Disinformazione e propaganda
Come raccontato in un’inchiesta di Reuters pubblicata qualche anno fa, le autorità cinesi in passato hanno pagato diversi editori taiwanesi per pubblicare notizie che mettessero in buona luce il governo cinese e che, per contrapposizione, screditassero le capacità di quello taiwanese. L’offensiva psicologica per plasmare il dibattito pubblico e la percezione della popolazione taiwanese sono un elemento sempre più centrale nella strategia cinese. Le operazioni per influenzare l’opinione pubblica dell’isola sono diventate un argomento molto controverso e di assoluta priorità a partire dal 2016, quando è stata eletta l’attuale presidente indipendentista Tsai Ing-wen.

Contro la disinformazione e la propaganda cinese il governo di Taiwan negli ultimi anni ha quindi approvato una legislazione sulle infiltrazioni esterne. La legge dovrebbe proteggere il normale svolgimento della vita democratica taiwanese dalle interferenze cinesi, soprattutto nell’ambito dell’informazione. Ma la strategia della Cina si è adattata e negli ultimi anni è ricorsa a nuovi canali per influenzare la società civile dell’isola. Come spiegato da Lorenzo Lamperti, giornalista residente a Taipei, i social media e in particolare gli influencer stanno emergendo sempre di più come nuove armi propagandistiche usate dalla Cina.

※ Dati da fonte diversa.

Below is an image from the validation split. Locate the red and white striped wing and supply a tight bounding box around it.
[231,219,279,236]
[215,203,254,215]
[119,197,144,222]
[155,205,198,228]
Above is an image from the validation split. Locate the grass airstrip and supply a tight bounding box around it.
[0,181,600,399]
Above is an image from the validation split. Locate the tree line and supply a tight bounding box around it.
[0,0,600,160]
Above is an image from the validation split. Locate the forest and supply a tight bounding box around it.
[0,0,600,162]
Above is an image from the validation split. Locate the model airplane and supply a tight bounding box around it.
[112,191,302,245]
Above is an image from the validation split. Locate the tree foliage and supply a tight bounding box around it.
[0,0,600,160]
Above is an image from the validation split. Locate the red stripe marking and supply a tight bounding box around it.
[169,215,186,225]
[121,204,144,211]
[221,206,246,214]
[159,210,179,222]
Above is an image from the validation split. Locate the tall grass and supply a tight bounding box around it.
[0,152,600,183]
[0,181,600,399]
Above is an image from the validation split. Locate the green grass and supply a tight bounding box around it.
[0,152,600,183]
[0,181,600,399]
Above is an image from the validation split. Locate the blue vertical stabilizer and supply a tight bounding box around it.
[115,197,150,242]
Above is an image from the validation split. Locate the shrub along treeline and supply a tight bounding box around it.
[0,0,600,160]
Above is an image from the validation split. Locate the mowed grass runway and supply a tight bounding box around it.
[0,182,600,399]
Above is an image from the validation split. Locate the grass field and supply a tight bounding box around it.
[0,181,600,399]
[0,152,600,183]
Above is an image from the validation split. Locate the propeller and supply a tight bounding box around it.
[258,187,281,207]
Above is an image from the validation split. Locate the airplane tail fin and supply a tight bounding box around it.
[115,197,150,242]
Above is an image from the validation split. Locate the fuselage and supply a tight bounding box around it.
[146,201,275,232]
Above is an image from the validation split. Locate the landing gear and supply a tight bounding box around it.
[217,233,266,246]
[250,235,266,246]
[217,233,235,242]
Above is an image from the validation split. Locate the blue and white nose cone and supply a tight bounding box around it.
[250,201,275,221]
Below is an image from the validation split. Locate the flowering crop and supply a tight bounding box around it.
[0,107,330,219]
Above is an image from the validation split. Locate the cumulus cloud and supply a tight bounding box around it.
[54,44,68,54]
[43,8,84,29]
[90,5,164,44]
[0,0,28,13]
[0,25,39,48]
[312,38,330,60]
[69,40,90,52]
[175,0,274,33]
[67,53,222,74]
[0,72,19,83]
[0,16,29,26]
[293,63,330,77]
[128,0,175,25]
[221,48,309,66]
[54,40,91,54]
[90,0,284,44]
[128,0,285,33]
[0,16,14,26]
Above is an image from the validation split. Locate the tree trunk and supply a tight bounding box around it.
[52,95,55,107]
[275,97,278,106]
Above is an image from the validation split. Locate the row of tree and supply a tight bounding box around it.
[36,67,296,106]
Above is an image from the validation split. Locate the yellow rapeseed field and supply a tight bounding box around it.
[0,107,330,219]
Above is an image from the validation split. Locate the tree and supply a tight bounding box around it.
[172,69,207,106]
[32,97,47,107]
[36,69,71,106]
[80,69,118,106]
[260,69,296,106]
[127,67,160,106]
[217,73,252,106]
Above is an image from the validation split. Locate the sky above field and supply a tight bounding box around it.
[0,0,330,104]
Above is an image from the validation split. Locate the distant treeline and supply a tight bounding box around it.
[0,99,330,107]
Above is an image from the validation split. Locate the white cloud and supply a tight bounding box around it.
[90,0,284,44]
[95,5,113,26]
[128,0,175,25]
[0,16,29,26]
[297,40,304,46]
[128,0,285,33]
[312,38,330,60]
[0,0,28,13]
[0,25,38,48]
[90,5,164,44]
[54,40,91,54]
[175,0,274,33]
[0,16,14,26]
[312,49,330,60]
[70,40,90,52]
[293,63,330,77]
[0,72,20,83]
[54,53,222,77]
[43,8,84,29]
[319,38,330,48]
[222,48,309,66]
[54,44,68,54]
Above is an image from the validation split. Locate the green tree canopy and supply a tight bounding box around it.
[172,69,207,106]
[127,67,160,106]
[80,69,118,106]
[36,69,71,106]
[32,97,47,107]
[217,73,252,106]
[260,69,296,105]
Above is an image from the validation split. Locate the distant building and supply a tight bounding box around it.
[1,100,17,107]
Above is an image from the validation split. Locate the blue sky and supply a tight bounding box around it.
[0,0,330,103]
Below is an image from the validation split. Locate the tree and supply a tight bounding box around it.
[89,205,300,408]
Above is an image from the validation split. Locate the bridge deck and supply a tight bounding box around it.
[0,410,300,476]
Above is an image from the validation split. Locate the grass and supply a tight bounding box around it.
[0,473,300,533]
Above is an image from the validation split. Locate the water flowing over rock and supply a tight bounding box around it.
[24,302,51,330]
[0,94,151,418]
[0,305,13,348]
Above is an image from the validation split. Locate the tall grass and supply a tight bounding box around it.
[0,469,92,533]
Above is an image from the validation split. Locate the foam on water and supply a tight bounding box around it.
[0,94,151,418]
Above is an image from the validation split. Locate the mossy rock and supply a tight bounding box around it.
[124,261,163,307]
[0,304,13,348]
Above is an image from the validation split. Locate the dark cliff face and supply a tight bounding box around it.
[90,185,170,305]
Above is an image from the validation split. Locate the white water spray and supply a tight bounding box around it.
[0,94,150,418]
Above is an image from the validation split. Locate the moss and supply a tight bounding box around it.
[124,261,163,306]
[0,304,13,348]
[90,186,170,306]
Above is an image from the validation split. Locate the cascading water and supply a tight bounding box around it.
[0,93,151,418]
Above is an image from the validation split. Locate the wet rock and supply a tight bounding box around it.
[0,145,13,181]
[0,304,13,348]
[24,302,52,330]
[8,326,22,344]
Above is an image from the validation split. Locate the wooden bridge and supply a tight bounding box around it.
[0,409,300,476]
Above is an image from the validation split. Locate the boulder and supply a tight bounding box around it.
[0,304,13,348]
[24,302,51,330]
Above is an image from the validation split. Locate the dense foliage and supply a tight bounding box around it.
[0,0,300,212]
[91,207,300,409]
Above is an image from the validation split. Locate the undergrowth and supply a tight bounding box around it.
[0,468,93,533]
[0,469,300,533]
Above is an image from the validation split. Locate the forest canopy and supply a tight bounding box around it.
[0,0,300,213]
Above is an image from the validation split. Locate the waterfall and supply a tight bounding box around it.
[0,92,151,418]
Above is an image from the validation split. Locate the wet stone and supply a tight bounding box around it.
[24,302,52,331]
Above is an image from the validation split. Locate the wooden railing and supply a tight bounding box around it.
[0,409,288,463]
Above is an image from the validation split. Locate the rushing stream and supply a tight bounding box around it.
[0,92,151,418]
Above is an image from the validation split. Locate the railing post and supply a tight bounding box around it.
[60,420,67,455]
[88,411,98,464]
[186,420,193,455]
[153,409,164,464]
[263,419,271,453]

Per questo motivo, la visita di Ma ha suscitato tante reazioni a Taiwan. Benché l’ex presidente abbia detto che il suo viaggio in Cina è di natura non politica, la sua concomitanza con la visita di Tsai negli Stati Uniti rischia di confondere le acque. Come detto da un parlamentare del Partito Progressista Democratico, «la Cina ovviamente vuole creare l’impressione che mentre la presidente Tsai sta conducendo un’importante visita negli Stati Uniti, un ex presidente di Taiwan sta facendo un viaggio senza precedenti nella Cina continentale». A Taiwan nei giorni scorsi si è parlato più del viaggio di Ma che di quello di Tsai, che dovrebbe fermarsi a New York e Los Angeles per quelli che formalmente sono solo scali aerei nel viaggio verso Guatemala e Belize, due degli ultimi 13 paesi al mondo a riconoscere la legittimità del governo di Taiwan.